Abstract 2571: Long-Term Endothelial Dysfunction after Coronary Artery Stenting with Drug-Eluting Stent Associated with Local Inflammatory Response

Abstract

Endothelial function remains chronically abnormal after vascular injury associated with coronary intervention. The long-term effects of drug-eluting stent (DES) on endothelial function are not known. We evaluated the endothelial-dependent vasomotor function and local release of pentraxin3 (PTX3) as a local inflammatory marker in nonrestenotic coronary arteries more than six months following DES and bare metal stent (BMS) implantation. Fifty-two patients treated six months earlier with a coronary stenting for isolated proximal left anterior descending (LAD) stenosis, with no evidence of restenosis, were studied. Twenty patients had been stented with BMS, and 32 had been with DES. Changes in diameter at distal site of the stented LAD in response to intracoronary acetylcholine (Ach) infusions (1,3,10,30 μg/min) were assessed by quantitative angiography.
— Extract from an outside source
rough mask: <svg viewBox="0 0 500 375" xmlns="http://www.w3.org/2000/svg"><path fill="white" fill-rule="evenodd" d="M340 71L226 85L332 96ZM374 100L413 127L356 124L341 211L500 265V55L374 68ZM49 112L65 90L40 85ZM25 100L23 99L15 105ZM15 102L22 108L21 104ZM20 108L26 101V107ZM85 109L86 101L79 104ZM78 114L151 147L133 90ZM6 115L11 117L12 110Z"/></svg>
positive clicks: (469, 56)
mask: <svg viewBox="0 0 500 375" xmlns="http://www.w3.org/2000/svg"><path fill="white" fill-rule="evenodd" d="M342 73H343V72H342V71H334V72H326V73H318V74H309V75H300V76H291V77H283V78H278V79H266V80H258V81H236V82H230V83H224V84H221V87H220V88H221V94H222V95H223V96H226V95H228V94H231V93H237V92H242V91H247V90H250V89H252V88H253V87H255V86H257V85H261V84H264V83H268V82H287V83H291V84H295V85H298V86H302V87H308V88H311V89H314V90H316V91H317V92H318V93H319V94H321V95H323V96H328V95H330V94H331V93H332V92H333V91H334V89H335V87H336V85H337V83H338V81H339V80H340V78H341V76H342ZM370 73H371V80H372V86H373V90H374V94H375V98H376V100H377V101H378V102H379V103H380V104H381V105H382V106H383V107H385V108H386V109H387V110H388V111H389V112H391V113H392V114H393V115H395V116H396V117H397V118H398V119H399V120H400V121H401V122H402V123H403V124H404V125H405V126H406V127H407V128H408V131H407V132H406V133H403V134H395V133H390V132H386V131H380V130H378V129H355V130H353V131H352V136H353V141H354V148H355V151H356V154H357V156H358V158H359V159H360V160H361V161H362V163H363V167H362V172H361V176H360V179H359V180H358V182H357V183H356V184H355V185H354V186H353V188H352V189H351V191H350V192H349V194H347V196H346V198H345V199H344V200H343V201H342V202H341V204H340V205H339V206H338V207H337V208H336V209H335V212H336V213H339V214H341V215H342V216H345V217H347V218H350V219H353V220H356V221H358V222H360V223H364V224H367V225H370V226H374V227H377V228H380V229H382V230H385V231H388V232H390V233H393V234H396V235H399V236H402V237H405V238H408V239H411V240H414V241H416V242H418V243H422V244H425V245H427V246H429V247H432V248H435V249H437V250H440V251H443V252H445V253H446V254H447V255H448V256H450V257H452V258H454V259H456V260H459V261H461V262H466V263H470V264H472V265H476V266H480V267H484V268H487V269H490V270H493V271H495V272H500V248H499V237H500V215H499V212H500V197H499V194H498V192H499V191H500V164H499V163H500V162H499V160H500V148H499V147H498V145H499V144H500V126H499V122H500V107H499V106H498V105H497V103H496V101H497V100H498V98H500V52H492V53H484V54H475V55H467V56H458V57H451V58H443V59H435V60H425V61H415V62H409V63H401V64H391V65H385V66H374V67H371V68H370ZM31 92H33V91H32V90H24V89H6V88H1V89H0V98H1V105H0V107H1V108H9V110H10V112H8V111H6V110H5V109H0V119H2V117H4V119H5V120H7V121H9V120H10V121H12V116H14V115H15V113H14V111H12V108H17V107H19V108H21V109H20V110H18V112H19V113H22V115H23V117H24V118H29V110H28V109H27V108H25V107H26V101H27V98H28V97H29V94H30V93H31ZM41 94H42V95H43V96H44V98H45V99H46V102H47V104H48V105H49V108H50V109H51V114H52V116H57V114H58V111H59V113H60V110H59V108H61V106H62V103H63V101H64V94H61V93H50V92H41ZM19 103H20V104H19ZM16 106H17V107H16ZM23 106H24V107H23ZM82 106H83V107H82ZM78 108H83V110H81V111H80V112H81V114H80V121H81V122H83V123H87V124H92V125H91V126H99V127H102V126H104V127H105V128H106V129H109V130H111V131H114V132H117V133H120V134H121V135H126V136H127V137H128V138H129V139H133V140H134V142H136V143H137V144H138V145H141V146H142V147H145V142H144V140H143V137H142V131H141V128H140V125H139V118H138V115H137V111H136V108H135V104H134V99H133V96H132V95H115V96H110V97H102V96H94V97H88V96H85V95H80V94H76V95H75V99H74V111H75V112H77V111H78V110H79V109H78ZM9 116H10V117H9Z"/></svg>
At the completion of the protocol, a 2mg bolus of isosorbide dinitrate (ISDN) was injected into the LAD. We also measured serum PTX3 levels sampled in coronary sinus (CS) and sinus of Valsalva (V). Results: The two groups had similar risk factors for endothelial dysfunction. The mean percent change in the diameter of the stented LAD by Ach injection was significantly more in the DES group than in the BMS group (−38.9±6.1 vs. −19.2±6.7 %, p<0.01). There was no significant difference in maximal dilation achieved by ISDN infusion between the two groups (34.6±6.6 vs. 31.2±4.6 %, NS). The translesional PTX3 gradient (CS-PTX3 minus V-PTX3) was higher in the DES group than in the BMS group (+0.11±0.05 vs. −0.01±0.05 ng/ml, p<0.01). More severe endothelial dysfunction was observed long term after DES implantation as compared to BMS. These findings were associated with an increased local inflammatory response to DES stenting.